You can only buy physical goods.
You never bought the digital content.
I think it should be illegal to use the word "buy" for a digital content license.
Why can't you buy digital content? Well, I read over the comments, and I was very surprised to see that nobody here has mentioned the fact that "First Sale Doctrine" does not apply to digital media. (Wikipedia).
In simplest terms, if you buy a copyrighted work in physical form, you can sell the physical form, rent it, loan it, whatever, all you want. You just can't make and sell a copy of the work that the form conveys.
The first sale doctrine does not apply to digital content (media and software) unless the seller of the digital content specifically grants you a license to sell the digital content (and, with some exceptions for software resellers, nobody does this.)
A streaming media company like Redbox, Amazon, Apple, whatever, rarely/never owns all the content they "sell" - they have a contract to be allowed to sell licenses to the content they have licensed in large and expensive deals. It's licenses all the way down.
At no time are the intellectual property rights to the content sold in this chain of sales.
When you "buy" digital content, you are buying nothing more than a license for unlimited replay of a media item, using technologies the seller deems appropriate for the replay of their content. That is all you're buying. A license. And the license may or may not transfer to another party in a bankruptcy. And the license may be revoked as a result of a dispute between the holder of the intellectual property rights and the distributor of the playback licenses.
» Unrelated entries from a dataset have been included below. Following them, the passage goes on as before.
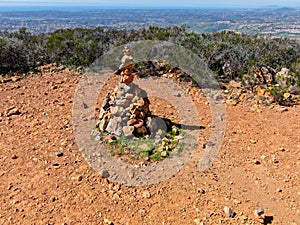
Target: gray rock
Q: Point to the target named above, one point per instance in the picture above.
(128, 130)
(229, 212)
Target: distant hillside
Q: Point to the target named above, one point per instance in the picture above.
(283, 22)
(230, 55)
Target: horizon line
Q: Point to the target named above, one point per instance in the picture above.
(97, 7)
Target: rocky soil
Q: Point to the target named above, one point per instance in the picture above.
(45, 179)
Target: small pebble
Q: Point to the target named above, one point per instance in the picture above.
(229, 212)
(201, 191)
(256, 162)
(104, 174)
(55, 164)
(59, 154)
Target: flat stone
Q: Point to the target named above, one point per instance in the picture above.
(128, 130)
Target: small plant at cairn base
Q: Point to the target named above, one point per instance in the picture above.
(127, 126)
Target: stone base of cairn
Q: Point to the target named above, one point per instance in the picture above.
(125, 112)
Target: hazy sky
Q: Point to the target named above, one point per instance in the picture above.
(140, 3)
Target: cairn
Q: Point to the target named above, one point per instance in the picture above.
(125, 111)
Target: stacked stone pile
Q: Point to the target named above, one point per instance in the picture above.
(125, 112)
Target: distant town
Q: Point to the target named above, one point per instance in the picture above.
(278, 22)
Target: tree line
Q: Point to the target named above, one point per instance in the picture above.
(229, 54)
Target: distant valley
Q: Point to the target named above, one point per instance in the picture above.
(278, 22)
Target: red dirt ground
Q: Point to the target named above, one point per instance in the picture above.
(258, 164)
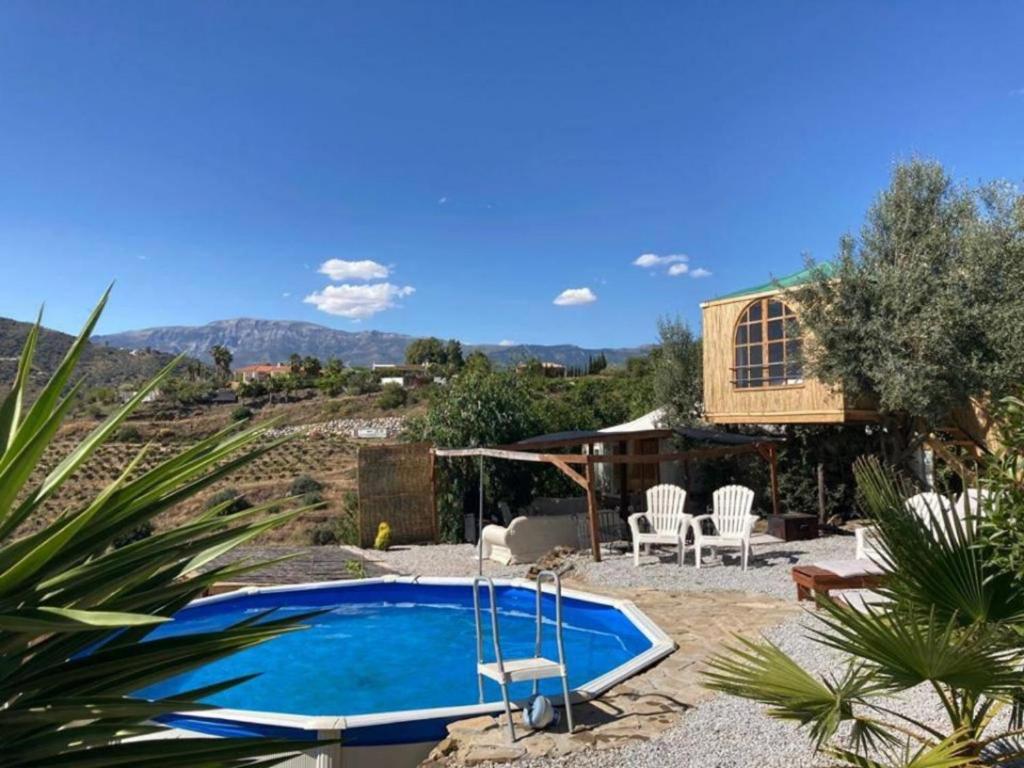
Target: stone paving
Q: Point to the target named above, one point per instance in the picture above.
(640, 708)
But there is no good answer to this problem that conforms to the notion of copyright law as it is. Ultraviolet gave it a try, but it got so convoluted that it collapsed under the weight of it's own terms and conditions.
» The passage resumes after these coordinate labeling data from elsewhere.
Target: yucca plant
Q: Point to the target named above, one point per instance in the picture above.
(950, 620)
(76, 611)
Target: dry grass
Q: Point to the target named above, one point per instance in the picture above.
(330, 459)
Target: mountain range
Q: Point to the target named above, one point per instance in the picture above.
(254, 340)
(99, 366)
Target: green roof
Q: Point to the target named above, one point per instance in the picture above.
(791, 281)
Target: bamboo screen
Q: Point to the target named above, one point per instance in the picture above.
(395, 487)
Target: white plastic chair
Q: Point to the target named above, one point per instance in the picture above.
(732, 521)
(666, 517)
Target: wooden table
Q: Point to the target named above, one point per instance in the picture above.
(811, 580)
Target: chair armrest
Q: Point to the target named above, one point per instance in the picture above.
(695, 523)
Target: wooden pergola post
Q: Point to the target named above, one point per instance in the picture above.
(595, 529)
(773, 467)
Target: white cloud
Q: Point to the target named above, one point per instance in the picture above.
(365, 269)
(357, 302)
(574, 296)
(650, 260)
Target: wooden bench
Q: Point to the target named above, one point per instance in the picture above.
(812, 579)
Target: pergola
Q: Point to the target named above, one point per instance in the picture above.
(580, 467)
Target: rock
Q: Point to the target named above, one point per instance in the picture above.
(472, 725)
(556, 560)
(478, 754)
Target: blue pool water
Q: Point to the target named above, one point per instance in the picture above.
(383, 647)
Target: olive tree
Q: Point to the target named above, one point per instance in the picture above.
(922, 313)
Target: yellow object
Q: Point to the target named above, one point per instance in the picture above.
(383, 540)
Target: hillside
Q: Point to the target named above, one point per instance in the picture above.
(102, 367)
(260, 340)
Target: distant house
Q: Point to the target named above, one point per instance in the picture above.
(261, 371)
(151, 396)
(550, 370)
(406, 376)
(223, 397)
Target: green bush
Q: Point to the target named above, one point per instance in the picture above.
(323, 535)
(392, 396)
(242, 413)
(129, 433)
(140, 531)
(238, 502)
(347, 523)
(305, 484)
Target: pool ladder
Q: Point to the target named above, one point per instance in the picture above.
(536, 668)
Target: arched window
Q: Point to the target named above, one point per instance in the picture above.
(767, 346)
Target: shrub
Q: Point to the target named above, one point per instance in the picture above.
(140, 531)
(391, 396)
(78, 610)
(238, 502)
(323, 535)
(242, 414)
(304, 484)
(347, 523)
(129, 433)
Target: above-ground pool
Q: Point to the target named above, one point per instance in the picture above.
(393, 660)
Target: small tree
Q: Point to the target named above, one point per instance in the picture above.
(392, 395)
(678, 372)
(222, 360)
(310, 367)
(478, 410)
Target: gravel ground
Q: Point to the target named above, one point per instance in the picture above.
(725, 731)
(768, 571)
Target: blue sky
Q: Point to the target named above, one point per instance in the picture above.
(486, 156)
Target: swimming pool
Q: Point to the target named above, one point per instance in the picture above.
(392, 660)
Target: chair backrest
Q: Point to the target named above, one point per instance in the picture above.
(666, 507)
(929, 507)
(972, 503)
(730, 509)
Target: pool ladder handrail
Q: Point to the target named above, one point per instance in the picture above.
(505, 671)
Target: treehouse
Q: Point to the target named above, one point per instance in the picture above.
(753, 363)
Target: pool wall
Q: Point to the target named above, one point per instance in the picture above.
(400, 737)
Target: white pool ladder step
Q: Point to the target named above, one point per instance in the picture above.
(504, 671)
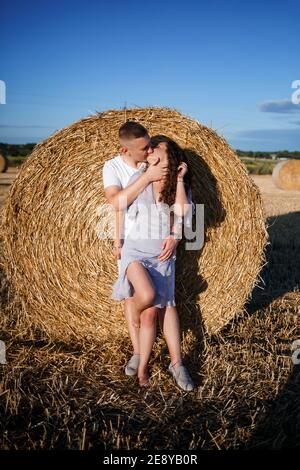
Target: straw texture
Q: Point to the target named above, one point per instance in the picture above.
(286, 175)
(61, 273)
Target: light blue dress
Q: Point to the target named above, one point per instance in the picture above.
(151, 226)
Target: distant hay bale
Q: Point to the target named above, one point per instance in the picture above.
(62, 273)
(3, 164)
(286, 174)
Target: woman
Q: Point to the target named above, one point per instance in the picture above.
(144, 273)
The economics of digital content are broken. The best we seem to come up with are advertising and subscriptions, sales are not really possible. Pirating and Streaming work really well at everything but getting the people who made the content paid.
Pirating content - that is obtaining a copyrighted work without the authorization of the copyright holder is, under numerous laws, theft. You can't just declare, "they didn't sell it to me, so I can just take it" and pretend there was no violation of the laws.
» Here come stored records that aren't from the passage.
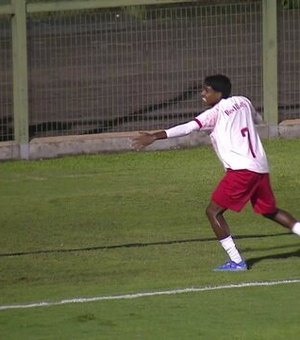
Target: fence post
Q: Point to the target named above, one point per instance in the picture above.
(20, 77)
(270, 76)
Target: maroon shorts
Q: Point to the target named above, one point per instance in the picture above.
(238, 187)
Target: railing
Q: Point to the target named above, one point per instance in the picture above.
(83, 67)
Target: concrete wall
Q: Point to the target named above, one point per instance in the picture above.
(51, 147)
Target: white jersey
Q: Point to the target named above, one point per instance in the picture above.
(234, 136)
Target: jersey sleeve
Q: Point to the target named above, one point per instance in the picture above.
(256, 116)
(182, 129)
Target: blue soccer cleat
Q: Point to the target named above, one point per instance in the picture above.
(231, 266)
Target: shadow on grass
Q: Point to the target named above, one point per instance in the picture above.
(252, 261)
(133, 245)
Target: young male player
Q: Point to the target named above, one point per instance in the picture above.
(238, 146)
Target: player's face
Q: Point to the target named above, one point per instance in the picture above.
(210, 96)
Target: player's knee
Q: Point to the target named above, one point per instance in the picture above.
(210, 211)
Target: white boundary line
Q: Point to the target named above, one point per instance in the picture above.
(146, 294)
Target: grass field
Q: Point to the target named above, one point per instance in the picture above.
(115, 224)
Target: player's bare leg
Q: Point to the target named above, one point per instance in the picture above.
(285, 219)
(221, 229)
(215, 216)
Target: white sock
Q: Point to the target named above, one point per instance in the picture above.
(296, 228)
(230, 248)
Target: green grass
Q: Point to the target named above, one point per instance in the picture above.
(134, 222)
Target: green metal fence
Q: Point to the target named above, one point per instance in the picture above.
(82, 67)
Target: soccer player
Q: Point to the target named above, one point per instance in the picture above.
(239, 148)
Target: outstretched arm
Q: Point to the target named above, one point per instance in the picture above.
(146, 138)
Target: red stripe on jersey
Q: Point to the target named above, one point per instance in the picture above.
(198, 122)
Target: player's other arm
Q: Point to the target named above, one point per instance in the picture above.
(146, 138)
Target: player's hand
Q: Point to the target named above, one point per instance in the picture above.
(142, 140)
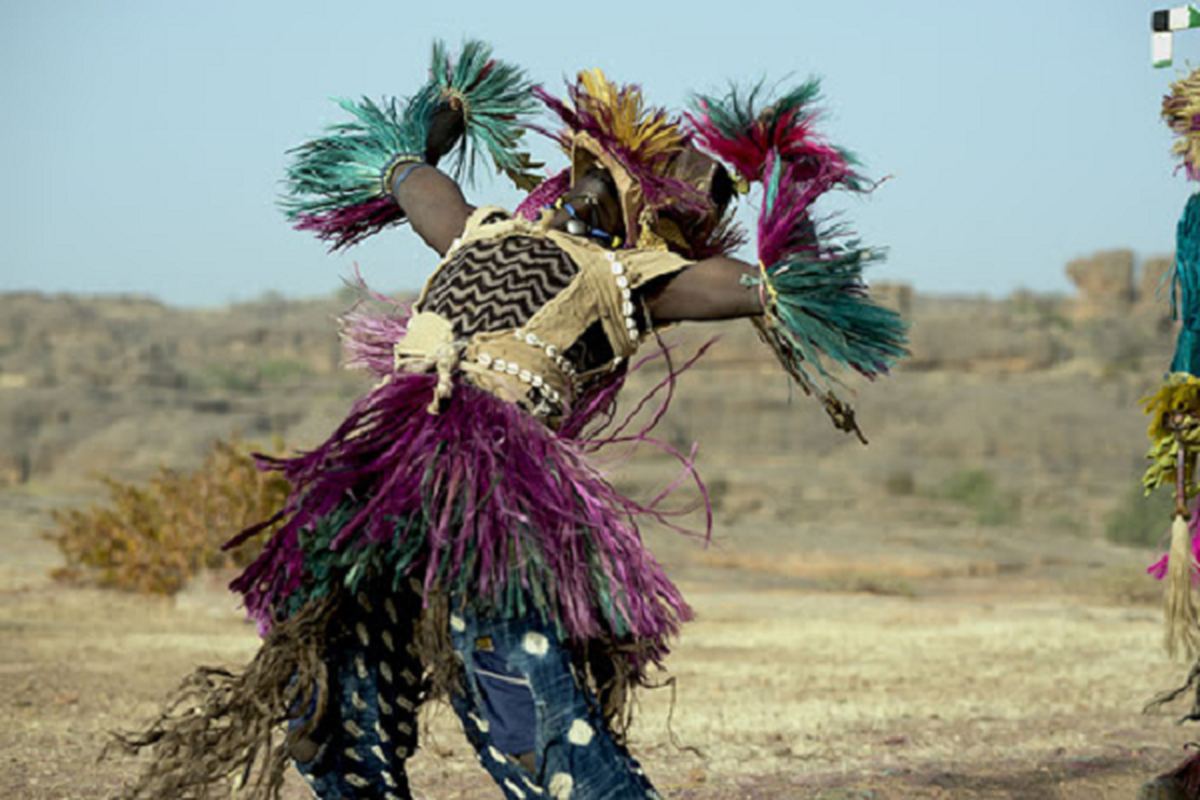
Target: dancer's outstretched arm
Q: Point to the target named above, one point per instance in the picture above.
(709, 289)
(435, 205)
But, to be clear, I think that using the terminology of a sales transaction - specifically the word "Buy" - for streaming content is, put simply, fraudulent, misleading, etc etc...
Yes, in legal terms, I have "bought" a "right" that can be revoked - for example, I can buy a fishing license, but that license can be taken away for various reasons - but I think that most normal people do not see the purchase of a movie for their kids as something that can be taken away.
I'm not sure what the answer is here. An optical disc does not cost the rights holder or distributor anything once the physical object is sold; it does not matter if the seller goes out of business. Streaming media has perpetual costs that rise. If revenue does not offset the costs of the petabytes of storage and bandwidth needed to operate a well-rounded media library, it just vanishes. Even transferring it to the public domain isn't economically viable because of the costs needed to keep the media online.
In Star Trek, they allude to the huge economic disruptions caused to society by free energy, we're having a similar, smaller disruption to the "media" sector.